Osaka, the reigning US Open champion, was simply too hot to handle for the Russian.
“It’s always really hard to play someone that good in the first round,” Osaka said. ”Yeah, I would say definitely I was really nervous today.
“I couldn’t really sleep last night. So I think for me that’s normal. I can’t sleep during, like, before finals.
’Yeah, so definitely I was nervous. I kind of expected that because I always want to do well in slams. I never want to lose in the first round.”
Kerber, the 2016 champion, became a major early casualty of the tournament after suffering a 6-0 6-4 defeat to America’s Pera.
The German 23rd seed, who has won 3 Grand Slam titles, admitted she got off to a slow start after being one of the 76 players placed in hard quarantine .
“Definitely, yes.
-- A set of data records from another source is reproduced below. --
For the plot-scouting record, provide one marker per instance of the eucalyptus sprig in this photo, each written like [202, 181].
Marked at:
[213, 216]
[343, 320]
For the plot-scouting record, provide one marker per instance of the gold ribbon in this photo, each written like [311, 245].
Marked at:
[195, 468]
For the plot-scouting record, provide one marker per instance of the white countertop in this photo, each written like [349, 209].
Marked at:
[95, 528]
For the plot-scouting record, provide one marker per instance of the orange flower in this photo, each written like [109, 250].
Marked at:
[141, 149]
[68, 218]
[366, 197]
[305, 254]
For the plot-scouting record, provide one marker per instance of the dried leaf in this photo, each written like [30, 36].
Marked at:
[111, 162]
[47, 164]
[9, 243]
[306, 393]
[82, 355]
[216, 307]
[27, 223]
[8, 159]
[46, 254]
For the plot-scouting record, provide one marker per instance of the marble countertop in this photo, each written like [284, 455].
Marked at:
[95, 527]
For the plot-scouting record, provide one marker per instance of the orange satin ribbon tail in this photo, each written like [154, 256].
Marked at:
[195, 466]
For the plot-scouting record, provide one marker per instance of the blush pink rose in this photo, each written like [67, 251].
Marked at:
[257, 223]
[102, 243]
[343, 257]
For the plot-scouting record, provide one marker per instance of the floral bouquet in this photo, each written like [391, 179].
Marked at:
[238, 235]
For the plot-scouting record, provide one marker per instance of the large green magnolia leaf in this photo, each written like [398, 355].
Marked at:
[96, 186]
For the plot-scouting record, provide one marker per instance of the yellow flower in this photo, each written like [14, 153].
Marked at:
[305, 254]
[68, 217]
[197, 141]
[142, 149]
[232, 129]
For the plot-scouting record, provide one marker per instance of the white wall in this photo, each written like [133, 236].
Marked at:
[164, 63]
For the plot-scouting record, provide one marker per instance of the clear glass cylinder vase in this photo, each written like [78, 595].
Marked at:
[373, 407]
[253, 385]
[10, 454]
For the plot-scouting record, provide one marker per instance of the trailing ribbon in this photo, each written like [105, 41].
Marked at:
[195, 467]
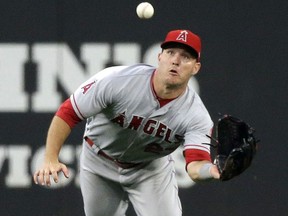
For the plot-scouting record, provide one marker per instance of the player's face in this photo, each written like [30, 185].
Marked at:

I mean, of course I was really trying to staying positive and doing the best out of the two-week situation,” said Kerber, 33. “But, of course, you feel it, especially if you play a real match where it counts and you play the first matches in a Grand Slam, also against an opponent who doesn’t stay in the hard lockdown.
“I was feeling this at the beginning, that of course my balls are always a little bit out and I was not feeling the rhythm that I was before the two weeks, to be honest.
Asked if she felt the long trip was worth it, given the end result, Kerber replied: ‘First of all, I mean, Australia is doing a really good job.
“Now when you are free, you go outside, everything is open. Of course, it feels like a normal life, let’s say.
“But when I’m looking back, of course I was not planned the two weeks hard quarantine.
“I don’t know, maybe if I knew that before to stay really two weeks in the hard quarantine without hitting a ball, maybe I would think twice about that.”